Foi um dos primeiros sinais de água na fervura, depois de uma campanha amarga e de verbo muito violento. Um dos temas centrais das propostas de Trump tinha sido a deportação massiva de imigrantes ilegais. Por várias vezes o candidato garantiu resolver o problema "nos dias seguintes" à sua tomada de posse. Também ontem, com a benevolência dos vencedores, alguém próximo do já eleito abrandou a amplidão da proposta ou, pelo menos, a sua rapidez. Reince Priebus, presidente do Comité Republicano Nacional, disse que Trump, na campanha, "não estava a referir--se a deportações em massa." Frisando que "ele só falava de pessoas que tenham cometido crimes", Priebus empurrou a decisão final: "Só depois veremos o que fazemos a seguir." Foi a primeira distorção de uma promessa eleitoral, sugerindo que as mais exageradas palavras da campanha talvez não passassem de exageros retóricos.

Nas dez semanas até à tomada de posse, a 20 de janeiro, haverá a oportunidade de Trump amaciar algumas afirmações mais abruptas - e a menor não será certamente a de que se vai haver, ou não, muro na fronteira com o México, e em condições vexatórias impostas ao governo vizinho. A haver adaptações, elas darão também para medir quanto o candidato outsider está disposto a ceder aos costumes da política de Washington.

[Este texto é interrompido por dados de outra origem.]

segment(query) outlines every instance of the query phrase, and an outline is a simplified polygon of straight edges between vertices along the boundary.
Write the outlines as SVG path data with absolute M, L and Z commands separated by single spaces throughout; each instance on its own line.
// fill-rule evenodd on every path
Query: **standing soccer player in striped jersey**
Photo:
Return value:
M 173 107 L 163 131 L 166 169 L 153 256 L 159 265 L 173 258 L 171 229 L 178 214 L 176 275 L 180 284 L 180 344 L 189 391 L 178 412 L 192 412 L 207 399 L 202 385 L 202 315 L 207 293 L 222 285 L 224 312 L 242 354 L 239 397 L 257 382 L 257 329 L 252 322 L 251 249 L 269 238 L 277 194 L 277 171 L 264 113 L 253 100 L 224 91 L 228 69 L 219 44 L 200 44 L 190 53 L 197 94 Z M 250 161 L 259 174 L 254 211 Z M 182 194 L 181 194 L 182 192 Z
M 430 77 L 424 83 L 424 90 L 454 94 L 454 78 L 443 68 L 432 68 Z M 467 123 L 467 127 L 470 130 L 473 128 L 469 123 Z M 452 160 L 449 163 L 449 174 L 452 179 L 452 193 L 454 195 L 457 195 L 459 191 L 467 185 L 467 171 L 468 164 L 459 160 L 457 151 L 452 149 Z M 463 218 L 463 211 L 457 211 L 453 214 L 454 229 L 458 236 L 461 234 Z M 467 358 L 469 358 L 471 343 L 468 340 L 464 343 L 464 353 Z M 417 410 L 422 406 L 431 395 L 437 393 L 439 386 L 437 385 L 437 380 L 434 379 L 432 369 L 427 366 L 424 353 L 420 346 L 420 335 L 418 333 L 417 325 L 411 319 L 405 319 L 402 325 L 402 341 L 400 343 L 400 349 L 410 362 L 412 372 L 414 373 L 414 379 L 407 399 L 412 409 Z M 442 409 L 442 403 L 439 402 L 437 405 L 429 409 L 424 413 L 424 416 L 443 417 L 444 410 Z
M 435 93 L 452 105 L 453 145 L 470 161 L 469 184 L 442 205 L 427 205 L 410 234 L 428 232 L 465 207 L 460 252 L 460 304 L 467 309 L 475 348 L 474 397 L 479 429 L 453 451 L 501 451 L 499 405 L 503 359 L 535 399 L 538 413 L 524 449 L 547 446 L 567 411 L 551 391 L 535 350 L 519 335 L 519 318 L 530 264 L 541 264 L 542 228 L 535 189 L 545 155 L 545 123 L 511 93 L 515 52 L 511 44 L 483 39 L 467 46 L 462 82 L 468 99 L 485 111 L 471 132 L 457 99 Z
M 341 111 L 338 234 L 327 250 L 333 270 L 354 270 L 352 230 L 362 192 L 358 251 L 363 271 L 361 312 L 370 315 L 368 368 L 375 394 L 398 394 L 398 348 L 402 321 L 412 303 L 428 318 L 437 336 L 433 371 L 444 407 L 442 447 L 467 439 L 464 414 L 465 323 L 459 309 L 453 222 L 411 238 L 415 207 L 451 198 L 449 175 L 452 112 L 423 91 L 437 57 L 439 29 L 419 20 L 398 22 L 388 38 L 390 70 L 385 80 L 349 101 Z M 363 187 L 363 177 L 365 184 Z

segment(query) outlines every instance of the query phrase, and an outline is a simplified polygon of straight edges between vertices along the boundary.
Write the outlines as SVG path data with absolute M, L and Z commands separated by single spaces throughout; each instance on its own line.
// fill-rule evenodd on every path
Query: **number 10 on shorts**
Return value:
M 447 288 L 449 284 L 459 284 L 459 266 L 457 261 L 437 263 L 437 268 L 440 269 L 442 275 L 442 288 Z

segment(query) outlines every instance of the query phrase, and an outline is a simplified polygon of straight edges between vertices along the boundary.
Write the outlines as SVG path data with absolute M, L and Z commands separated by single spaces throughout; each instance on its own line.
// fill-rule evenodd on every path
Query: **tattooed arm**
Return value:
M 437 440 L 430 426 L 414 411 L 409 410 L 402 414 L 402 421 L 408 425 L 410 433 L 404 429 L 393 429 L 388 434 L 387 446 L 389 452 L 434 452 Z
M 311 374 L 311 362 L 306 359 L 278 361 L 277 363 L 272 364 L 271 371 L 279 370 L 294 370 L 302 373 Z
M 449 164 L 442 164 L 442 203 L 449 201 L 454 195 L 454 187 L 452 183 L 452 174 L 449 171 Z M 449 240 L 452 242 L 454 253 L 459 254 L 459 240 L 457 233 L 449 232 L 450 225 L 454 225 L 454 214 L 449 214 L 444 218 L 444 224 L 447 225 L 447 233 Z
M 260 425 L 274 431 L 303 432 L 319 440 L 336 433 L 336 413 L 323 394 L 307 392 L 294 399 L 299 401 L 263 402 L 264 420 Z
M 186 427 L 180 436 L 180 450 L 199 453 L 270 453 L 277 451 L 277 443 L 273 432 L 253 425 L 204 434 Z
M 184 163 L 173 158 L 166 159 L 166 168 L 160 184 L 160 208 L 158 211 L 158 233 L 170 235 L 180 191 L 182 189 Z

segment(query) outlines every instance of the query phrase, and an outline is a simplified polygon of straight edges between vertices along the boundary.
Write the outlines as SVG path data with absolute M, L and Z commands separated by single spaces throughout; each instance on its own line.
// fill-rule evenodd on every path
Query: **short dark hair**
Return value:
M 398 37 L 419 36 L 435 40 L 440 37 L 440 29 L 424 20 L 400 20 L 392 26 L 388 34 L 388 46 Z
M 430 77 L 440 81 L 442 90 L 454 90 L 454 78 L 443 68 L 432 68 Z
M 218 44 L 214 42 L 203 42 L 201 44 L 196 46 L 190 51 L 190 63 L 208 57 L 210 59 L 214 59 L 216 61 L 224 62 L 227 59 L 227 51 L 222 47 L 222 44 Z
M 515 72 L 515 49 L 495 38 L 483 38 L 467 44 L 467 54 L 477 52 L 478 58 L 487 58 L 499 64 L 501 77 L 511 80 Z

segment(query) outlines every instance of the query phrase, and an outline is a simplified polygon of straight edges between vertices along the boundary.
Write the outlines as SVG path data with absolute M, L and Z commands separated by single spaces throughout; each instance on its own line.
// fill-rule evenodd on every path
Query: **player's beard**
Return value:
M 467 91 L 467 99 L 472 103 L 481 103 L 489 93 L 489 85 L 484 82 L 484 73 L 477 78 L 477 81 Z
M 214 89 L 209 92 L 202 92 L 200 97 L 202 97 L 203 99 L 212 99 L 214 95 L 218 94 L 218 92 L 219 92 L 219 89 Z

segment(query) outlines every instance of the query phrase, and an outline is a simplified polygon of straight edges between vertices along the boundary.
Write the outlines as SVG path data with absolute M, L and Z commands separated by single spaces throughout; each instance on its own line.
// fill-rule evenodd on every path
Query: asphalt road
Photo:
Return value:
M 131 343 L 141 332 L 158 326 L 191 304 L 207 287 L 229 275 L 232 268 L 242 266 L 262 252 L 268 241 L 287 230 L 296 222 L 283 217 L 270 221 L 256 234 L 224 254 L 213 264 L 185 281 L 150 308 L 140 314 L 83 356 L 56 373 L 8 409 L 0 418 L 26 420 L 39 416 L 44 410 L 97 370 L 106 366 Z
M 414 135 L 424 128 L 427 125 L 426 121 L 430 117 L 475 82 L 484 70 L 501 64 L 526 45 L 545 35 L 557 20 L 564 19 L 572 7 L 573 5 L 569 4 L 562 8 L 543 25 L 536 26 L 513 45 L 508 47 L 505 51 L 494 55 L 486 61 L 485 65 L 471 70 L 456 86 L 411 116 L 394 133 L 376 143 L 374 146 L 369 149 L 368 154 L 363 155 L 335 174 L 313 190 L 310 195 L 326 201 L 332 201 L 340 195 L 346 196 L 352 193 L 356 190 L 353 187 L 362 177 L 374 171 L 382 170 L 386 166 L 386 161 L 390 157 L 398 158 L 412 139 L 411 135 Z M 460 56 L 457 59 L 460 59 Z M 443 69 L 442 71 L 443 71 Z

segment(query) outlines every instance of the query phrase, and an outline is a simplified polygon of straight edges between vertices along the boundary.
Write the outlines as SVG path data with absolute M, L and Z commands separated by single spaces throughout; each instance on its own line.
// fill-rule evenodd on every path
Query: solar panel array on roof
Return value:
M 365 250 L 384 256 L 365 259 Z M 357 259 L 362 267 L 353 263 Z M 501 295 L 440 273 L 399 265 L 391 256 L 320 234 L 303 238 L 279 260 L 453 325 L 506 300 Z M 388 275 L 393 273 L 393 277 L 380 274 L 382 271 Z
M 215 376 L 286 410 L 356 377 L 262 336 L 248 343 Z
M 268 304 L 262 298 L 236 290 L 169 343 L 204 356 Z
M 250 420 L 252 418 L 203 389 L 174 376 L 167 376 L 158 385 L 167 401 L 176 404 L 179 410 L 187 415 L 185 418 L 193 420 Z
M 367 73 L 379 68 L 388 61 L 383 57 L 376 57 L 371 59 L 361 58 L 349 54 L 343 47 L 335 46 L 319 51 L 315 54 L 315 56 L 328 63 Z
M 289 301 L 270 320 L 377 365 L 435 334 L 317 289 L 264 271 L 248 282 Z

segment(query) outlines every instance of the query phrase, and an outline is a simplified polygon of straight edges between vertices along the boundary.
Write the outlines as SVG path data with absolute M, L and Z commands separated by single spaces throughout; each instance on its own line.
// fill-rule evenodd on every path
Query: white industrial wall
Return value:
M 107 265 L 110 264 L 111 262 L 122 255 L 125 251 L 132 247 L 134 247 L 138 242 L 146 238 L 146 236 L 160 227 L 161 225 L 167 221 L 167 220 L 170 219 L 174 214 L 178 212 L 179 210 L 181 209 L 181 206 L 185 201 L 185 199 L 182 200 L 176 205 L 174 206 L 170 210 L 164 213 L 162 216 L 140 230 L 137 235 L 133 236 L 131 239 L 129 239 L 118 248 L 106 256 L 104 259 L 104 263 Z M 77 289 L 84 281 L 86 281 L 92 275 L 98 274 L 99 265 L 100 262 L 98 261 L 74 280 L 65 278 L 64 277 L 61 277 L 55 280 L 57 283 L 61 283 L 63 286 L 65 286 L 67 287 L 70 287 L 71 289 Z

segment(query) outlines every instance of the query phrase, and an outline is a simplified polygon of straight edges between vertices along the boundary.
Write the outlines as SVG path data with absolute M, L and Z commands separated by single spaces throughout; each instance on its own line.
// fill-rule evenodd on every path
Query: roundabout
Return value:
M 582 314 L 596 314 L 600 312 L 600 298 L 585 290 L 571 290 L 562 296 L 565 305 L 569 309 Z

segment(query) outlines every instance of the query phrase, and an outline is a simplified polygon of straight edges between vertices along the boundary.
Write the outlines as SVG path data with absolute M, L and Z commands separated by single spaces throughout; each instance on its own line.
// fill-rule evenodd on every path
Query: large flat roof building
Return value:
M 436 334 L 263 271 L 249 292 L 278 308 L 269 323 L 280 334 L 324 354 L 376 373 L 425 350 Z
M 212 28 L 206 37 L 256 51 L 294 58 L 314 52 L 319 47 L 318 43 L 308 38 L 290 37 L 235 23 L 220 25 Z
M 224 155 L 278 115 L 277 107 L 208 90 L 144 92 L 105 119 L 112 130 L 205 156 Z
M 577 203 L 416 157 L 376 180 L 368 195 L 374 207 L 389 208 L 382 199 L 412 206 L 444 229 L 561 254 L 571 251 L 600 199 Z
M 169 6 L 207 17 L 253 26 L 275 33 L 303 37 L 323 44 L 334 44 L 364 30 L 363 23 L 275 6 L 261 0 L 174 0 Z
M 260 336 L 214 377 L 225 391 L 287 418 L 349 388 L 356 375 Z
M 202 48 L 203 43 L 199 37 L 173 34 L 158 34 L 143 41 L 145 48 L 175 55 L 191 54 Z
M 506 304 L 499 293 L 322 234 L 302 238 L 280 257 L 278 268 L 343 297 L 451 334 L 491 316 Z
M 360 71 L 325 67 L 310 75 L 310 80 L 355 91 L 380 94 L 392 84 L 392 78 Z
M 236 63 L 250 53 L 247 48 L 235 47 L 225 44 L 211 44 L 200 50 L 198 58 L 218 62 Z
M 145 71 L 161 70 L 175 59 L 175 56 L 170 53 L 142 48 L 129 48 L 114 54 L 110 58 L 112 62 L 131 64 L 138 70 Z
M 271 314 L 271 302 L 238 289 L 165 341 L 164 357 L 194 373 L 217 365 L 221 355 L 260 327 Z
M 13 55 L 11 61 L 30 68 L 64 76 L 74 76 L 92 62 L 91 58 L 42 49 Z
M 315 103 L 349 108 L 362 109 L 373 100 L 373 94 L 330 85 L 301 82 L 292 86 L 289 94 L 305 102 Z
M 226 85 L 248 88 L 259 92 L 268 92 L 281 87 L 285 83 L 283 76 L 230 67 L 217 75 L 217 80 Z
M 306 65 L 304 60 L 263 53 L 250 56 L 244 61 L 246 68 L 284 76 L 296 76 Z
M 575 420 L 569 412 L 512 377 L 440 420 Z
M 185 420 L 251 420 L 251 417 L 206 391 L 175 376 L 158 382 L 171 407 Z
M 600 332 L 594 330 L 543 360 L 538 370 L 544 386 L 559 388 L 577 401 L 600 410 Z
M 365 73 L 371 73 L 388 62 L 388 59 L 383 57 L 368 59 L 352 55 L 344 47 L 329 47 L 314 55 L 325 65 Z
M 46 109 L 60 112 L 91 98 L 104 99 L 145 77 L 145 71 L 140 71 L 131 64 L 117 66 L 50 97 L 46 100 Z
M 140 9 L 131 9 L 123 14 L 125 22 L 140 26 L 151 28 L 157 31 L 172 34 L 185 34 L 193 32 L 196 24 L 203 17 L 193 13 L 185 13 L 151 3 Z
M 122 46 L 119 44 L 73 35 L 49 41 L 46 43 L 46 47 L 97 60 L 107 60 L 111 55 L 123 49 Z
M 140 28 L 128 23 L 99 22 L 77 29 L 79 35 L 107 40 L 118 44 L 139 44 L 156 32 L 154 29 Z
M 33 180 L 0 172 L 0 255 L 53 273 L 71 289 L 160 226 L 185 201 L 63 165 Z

Entretanto, os media passaram a protagonistas do dia seguinte: têm sido acusados de não terem adivinhado a vitória de Trump, e a clareza dela. Além de terem uma atitude, em geral, contra o candidato, as suas declarações e passado sulfuroso. Segundo instantâneas teorias sociais, a unanimidade dos jornais e das televisões e a forma acintosa de alguns dos ataques tiveram o efeito perverso de atirar muitos eleitores para o voto Trump.

Na imprensa menos popular, o remoque não foi acolhido. David Remnick, Prémio Pulitzer e diretor há 18 anos da prestigiada revista The New Yorker, publicou ontem um texto intitulado "Uma tragédia americana". Aí, previne contra as misérias a vir: "Um presidente cujo desprezo para com as mulheres e minorias, para com as liberdades civis e factos científicos, já para não falar da simples decência, tem sido repetidamente demonstrado." E: "Trump é a vulgaridade sem limites."

Escrito dois dias antes, talvez tivesse dado mais uns votos ao novo presidente.